The Science Centre wrote:
Winding 1000 turns of wire on a former is not easy. The worst thing is when you are 800 turns in and the wire from the reel starts to get all tangled and forms a birds nest ! Click below for details of how to make a bobin holder for the wire reel to stop this happening:
http://www.creative-science.org.uk/wire.html
Apparently kinks in the wire are a problem. How much a problem, I don't know. This is why the bobbin holder is suggested.
The peak voltage generated by this little device is given by:
The Science Centre wrote:
V = A x M x N
Where A is the cross sectional area of the can (0.0008 m²), M is the rate of change of magnetic field (ca. we need to use very strong magnets having a surface field of say 1 Tesla (see magnet info. below), so shaking it say 5 times a sec we get M = 5 Tesla / sec) and N the number of turns.

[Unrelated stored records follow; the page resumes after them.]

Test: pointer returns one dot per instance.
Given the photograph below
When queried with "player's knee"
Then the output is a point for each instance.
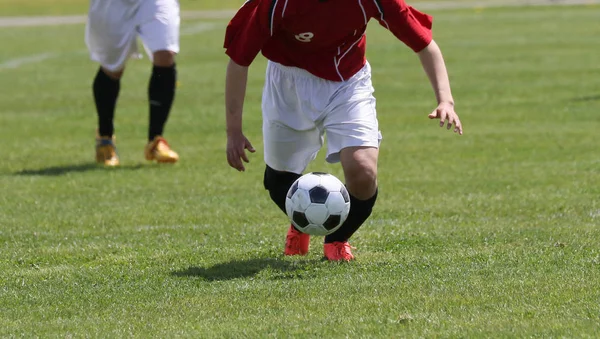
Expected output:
(115, 75)
(278, 180)
(360, 171)
(163, 58)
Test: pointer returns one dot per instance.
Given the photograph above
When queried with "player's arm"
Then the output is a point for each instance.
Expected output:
(413, 28)
(252, 26)
(433, 63)
(235, 91)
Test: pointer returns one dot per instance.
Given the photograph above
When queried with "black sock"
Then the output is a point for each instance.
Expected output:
(360, 210)
(106, 92)
(278, 183)
(161, 92)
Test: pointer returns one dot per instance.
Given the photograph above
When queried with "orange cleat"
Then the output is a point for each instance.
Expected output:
(106, 151)
(338, 251)
(296, 242)
(159, 150)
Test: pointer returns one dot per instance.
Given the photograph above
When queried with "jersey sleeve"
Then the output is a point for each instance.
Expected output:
(251, 27)
(409, 25)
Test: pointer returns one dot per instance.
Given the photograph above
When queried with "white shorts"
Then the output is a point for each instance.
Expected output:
(114, 25)
(299, 109)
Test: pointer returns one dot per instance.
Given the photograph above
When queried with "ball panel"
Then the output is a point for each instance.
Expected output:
(308, 181)
(332, 222)
(293, 189)
(301, 200)
(317, 213)
(319, 174)
(335, 203)
(313, 229)
(345, 194)
(331, 183)
(299, 219)
(318, 194)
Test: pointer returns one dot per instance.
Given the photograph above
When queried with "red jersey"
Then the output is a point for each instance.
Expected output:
(324, 37)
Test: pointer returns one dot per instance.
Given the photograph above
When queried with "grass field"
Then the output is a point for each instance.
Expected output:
(492, 234)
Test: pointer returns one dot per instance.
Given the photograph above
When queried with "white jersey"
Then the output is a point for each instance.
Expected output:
(114, 25)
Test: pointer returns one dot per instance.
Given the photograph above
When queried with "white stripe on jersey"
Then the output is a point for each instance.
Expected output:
(337, 61)
(284, 7)
(363, 9)
(381, 14)
(273, 15)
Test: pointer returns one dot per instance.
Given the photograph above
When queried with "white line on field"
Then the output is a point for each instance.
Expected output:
(31, 59)
(227, 14)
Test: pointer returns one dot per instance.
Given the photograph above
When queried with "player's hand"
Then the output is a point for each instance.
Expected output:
(445, 112)
(237, 144)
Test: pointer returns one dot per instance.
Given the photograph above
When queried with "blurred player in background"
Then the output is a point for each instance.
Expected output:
(111, 36)
(318, 81)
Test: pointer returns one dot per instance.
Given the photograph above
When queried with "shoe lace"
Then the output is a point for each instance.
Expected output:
(344, 249)
(293, 239)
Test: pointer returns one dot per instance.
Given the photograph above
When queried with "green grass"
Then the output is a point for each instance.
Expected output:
(492, 234)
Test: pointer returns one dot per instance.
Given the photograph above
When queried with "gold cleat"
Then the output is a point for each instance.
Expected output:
(159, 150)
(106, 151)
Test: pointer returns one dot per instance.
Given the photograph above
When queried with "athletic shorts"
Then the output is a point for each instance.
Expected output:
(114, 25)
(301, 111)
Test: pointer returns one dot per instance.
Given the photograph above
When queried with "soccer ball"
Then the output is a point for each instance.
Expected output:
(317, 203)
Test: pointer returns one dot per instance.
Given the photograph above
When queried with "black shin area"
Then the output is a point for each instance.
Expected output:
(161, 93)
(106, 92)
(278, 183)
(360, 210)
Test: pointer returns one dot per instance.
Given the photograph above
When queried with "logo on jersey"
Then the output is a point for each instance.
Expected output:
(305, 37)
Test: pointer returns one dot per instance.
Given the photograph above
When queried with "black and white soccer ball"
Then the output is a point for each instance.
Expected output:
(317, 203)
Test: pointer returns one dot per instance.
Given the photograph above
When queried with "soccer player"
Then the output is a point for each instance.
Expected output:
(318, 82)
(111, 36)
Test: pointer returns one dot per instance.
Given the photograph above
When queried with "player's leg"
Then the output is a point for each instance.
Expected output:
(353, 139)
(160, 36)
(360, 172)
(110, 37)
(287, 152)
(291, 141)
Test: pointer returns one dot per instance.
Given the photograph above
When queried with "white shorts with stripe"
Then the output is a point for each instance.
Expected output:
(300, 109)
(114, 25)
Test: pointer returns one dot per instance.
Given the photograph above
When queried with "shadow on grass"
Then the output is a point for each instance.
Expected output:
(588, 98)
(283, 269)
(78, 168)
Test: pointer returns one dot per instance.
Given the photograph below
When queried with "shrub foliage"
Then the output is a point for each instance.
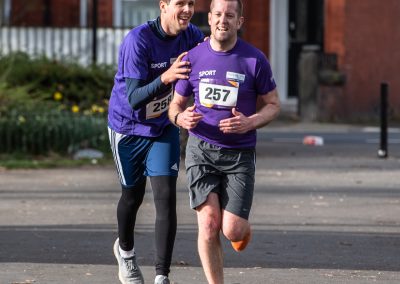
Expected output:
(52, 107)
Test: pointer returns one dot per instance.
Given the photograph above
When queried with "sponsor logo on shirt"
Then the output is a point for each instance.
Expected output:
(236, 77)
(158, 65)
(175, 167)
(207, 73)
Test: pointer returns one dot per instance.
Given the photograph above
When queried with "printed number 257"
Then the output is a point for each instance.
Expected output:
(215, 94)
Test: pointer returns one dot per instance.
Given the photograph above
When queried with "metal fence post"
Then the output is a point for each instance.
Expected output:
(383, 150)
(94, 27)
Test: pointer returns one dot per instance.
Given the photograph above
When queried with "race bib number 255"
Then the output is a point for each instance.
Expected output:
(157, 107)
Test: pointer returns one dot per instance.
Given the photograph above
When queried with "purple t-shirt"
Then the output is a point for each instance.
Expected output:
(145, 56)
(221, 81)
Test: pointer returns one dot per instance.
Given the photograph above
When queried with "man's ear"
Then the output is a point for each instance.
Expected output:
(163, 5)
(240, 22)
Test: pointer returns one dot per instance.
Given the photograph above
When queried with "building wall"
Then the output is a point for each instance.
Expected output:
(256, 24)
(59, 13)
(366, 36)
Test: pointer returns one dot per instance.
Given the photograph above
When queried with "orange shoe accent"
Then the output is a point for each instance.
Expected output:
(241, 245)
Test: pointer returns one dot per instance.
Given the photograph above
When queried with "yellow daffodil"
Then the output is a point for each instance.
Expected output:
(75, 109)
(21, 119)
(57, 96)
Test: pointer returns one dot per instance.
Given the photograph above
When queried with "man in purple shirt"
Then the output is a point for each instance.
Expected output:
(234, 94)
(143, 140)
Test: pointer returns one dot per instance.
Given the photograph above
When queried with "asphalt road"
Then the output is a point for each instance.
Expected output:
(327, 214)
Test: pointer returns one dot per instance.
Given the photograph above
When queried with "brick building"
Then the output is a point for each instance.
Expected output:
(357, 40)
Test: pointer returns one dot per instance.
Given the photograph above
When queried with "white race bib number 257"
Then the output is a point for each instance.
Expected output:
(218, 95)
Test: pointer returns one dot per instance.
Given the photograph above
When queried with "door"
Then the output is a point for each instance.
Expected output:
(305, 31)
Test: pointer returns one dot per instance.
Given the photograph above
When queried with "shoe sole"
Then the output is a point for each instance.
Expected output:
(117, 256)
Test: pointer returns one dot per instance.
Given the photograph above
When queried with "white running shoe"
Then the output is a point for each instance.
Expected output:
(128, 270)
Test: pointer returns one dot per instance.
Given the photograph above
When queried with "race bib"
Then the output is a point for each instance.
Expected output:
(157, 107)
(218, 95)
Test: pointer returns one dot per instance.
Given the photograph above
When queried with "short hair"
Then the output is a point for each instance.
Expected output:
(239, 9)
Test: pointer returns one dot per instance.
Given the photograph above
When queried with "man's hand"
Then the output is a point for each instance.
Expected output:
(189, 118)
(239, 123)
(178, 70)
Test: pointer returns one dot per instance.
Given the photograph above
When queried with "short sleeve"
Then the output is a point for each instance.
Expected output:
(133, 57)
(265, 81)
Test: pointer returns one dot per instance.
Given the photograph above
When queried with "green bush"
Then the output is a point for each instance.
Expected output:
(52, 107)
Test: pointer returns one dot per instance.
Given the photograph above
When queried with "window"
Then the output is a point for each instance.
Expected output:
(131, 13)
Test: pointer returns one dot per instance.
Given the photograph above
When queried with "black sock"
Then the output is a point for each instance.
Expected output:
(128, 205)
(164, 191)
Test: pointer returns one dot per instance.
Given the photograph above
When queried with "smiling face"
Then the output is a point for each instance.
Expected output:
(176, 15)
(225, 20)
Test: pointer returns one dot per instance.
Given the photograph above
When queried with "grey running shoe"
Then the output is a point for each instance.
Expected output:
(161, 279)
(128, 270)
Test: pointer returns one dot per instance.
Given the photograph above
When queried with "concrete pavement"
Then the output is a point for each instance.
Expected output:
(325, 214)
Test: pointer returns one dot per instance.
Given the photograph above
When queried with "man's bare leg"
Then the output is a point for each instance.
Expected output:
(209, 243)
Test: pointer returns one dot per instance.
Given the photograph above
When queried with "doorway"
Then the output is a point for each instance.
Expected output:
(305, 32)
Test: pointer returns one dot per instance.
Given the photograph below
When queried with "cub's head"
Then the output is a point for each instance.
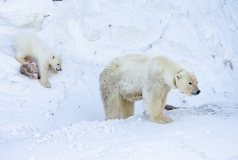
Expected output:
(187, 83)
(56, 62)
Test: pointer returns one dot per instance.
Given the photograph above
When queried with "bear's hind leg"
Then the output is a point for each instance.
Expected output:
(154, 108)
(112, 107)
(20, 56)
(127, 108)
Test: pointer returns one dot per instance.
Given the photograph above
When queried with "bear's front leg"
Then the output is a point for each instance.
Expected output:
(43, 78)
(154, 105)
(53, 70)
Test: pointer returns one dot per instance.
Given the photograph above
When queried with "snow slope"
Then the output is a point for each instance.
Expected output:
(67, 121)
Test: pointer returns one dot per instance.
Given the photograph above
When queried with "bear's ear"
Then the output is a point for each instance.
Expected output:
(177, 76)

If we want an LED to light brightly we need to generate peak voltages of about 4V;
rearanging the formula allows us to estimate the number of turns:
N = V / (A x M) = 4 / (0.0008 x 5) = about 1000 turns - happy winding !
I assume you're trying to use 3,000 windings to use a magnet that is possibly 1/3 the power. Based on the "happy winding" comment above, 3,000 kink-free winding would appear to be difficult.
hypark wrote:Another thing is,if the coils were winded up perfectly, would it still work even if a common refrigarator magnet is used? or any other magnet instead of the neodymium one?
-could it produce at lease one volt?
(I can't find any neodymium magnets because I'm in the Philippines now and I can't find it anywhere.)
with V = N x A x M, it would depend on the strength of the magnet you have. With A = 0.0008 and N =1,000 (which is the number that The Science Centre seems to be recommending as the maximum with very careful winding) to get V = 1, you need M = V / (N x A) or M = 1.25 Tesla/sec.
If you shake 5 times per second, you need M to be (1.25 / 5) Telsa / sec. Or M = 0.25 Telsa / sec. I don't know the strength of refrigerator magnets, but the way that neodymium magnets are described on the Science Centre's pages, it sounds like conventional magnets are not even close in strength to neodymium ones.
One normally would get hard to find items by mail order. Since your project due date is in two days, this method won't work here. I'm at a loss what to suggest, besides modifying your project based on what you've accomplished so far.
May be someone else can help with other suggestions or to correct my math.